Mavi Patikler

Başlamak....

Bitmiş bir şey varken, başlamak...

Neden bittiğini sormak kendine. 'Elimden geleni yaptım mı?' demek. Susmak zifiri karanlıkta; odaların sana yalnızlığı anlatırken. Susmak; çaresizlikten...

Başlamak; bir daha hiç bitirmemeyi düşlerken.

Balyoz yemiş gibiyim bu sabah. Yatağımda bir o yana bir bu yana dönüp durdum. Günün ilk ışıkları penceremden süzülüp daldı yatağıma. Dişlerimi öyle sıkmışım ki çenem ağrıyor. Kalkıp giyinmeliyim. Patron olmak bana ayrıcalık tanımamalı, ama yığılıp kaldım. Bir bardak çay içip ayılmalıyım. Düşünüyorum da , çayın yerini bile bilmiyorum.
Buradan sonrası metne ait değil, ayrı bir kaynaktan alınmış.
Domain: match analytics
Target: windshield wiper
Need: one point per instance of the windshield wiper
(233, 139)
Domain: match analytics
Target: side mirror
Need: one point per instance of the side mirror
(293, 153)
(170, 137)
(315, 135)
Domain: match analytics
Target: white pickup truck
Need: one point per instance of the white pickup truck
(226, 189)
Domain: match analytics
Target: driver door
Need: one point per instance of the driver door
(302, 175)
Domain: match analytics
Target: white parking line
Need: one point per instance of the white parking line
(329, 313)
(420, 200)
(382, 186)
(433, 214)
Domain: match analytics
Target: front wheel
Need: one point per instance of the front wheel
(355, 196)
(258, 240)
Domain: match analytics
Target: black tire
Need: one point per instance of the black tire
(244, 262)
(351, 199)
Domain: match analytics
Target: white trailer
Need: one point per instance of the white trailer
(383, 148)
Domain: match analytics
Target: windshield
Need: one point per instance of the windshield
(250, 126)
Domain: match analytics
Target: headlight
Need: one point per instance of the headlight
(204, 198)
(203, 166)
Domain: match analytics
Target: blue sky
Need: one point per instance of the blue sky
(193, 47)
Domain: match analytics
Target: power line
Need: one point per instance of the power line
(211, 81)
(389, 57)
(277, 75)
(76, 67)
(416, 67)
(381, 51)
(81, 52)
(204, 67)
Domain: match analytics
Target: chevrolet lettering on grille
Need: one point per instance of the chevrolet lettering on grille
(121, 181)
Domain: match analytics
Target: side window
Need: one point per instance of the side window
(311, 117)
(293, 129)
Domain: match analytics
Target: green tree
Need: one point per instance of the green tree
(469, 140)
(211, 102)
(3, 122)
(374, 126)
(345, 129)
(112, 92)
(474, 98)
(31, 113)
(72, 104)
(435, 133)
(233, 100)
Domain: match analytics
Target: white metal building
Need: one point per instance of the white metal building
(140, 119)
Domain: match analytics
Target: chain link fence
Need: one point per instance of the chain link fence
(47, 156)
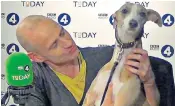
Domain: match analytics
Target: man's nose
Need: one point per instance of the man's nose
(133, 23)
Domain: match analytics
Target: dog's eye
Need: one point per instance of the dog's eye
(124, 11)
(142, 14)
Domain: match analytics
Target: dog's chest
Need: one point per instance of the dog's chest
(117, 84)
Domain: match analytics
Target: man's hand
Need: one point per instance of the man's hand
(142, 65)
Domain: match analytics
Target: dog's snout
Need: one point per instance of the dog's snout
(133, 23)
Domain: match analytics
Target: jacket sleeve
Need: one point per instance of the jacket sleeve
(164, 79)
(37, 96)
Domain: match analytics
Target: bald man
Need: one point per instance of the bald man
(64, 71)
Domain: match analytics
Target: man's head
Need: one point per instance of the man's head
(45, 40)
(130, 20)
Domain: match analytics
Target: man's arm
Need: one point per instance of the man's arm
(38, 95)
(36, 98)
(144, 70)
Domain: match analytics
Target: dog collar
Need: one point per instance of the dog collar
(127, 45)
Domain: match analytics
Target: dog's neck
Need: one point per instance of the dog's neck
(126, 51)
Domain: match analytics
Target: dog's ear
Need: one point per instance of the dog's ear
(154, 16)
(115, 21)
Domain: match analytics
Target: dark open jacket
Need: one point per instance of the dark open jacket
(49, 90)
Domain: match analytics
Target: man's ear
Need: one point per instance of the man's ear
(35, 57)
(154, 16)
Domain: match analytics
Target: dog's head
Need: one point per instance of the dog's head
(130, 20)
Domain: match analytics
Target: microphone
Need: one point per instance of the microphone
(19, 76)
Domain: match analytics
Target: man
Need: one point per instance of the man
(64, 72)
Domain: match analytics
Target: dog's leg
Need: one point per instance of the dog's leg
(91, 95)
(129, 92)
(97, 86)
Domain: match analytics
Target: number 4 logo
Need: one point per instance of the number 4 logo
(64, 19)
(26, 68)
(168, 20)
(167, 51)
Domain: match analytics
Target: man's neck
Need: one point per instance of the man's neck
(70, 69)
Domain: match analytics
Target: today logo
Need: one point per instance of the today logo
(84, 34)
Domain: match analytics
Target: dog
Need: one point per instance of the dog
(129, 22)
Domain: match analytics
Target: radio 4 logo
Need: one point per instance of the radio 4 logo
(11, 48)
(25, 68)
(51, 15)
(84, 3)
(168, 20)
(167, 51)
(12, 19)
(64, 19)
(84, 34)
(32, 3)
(2, 15)
(154, 47)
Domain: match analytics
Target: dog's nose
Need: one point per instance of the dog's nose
(133, 23)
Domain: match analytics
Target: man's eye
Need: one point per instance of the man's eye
(142, 14)
(124, 11)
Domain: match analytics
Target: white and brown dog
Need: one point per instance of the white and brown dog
(129, 22)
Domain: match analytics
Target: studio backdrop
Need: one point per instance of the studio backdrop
(89, 22)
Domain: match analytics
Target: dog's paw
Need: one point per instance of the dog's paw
(90, 98)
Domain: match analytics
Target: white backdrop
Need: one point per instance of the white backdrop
(88, 22)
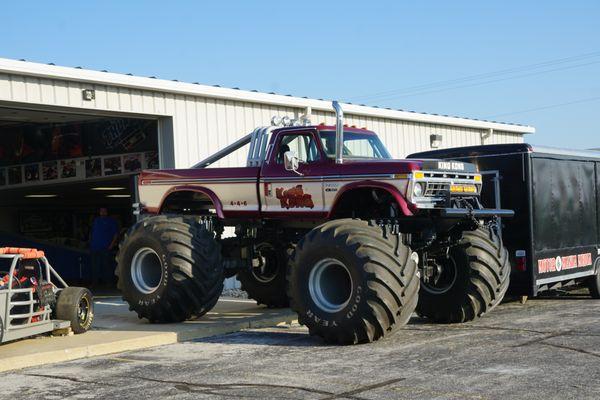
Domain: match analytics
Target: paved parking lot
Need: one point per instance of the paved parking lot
(545, 349)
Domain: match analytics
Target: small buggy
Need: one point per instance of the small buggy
(32, 304)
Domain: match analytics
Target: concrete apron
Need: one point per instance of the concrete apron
(116, 329)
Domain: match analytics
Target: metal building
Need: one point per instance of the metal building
(70, 137)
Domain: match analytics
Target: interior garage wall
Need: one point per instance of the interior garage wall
(194, 127)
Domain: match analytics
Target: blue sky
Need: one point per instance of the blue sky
(536, 63)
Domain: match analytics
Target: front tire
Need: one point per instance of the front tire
(351, 281)
(474, 280)
(170, 268)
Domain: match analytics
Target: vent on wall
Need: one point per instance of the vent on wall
(435, 140)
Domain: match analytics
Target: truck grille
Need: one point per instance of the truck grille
(449, 175)
(437, 189)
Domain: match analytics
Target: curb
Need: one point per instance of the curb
(134, 340)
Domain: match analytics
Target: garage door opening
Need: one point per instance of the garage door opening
(57, 171)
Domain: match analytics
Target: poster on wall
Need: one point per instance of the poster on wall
(32, 173)
(151, 159)
(112, 166)
(132, 163)
(15, 176)
(68, 169)
(93, 167)
(50, 170)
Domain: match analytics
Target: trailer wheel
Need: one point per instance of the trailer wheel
(169, 268)
(267, 283)
(76, 305)
(593, 285)
(472, 281)
(351, 281)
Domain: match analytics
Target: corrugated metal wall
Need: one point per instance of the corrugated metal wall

Kendi yerimi de bilmiyordum, çok normal... Ama çok normal şeyler aslında anormallikleri saklıyormuş içinde.

Yaşadığım sürece normal olandan kaçmak için sebeplerim var artık. Normal bir kadın olmayacak bundan sonra hayatımdaki, normal yaşamayacağım. Nerede gelgitler var, ben oradayım artık...

Düşünmek istemiyorum.Yastığımı düzeltip bir iki dakikalığına ardıma yaslandım. Çenem gerçekten çok ağrıyor, üşümüşüm de... Tabi erkenden kalkıp kimse ısıtmamış evi, çay yok, kahvaltı yok, bir seste yok sevgiyle kulağımda yankılanan...

Avutuyorum kendimi, alışacağım!Ne giyeceğim şimdi? Kravatımdan çorabıma her şeyin yerini bir o biliyor. Hiç kendim hazırlanmadım. 18 yıl oldu ve ben evimden bir haberim. Çekmeceleri karıştırıyorum. Gri bir kravatım vardı, alt üst ettim odayı, yok. Kirli sepetine bile baktım..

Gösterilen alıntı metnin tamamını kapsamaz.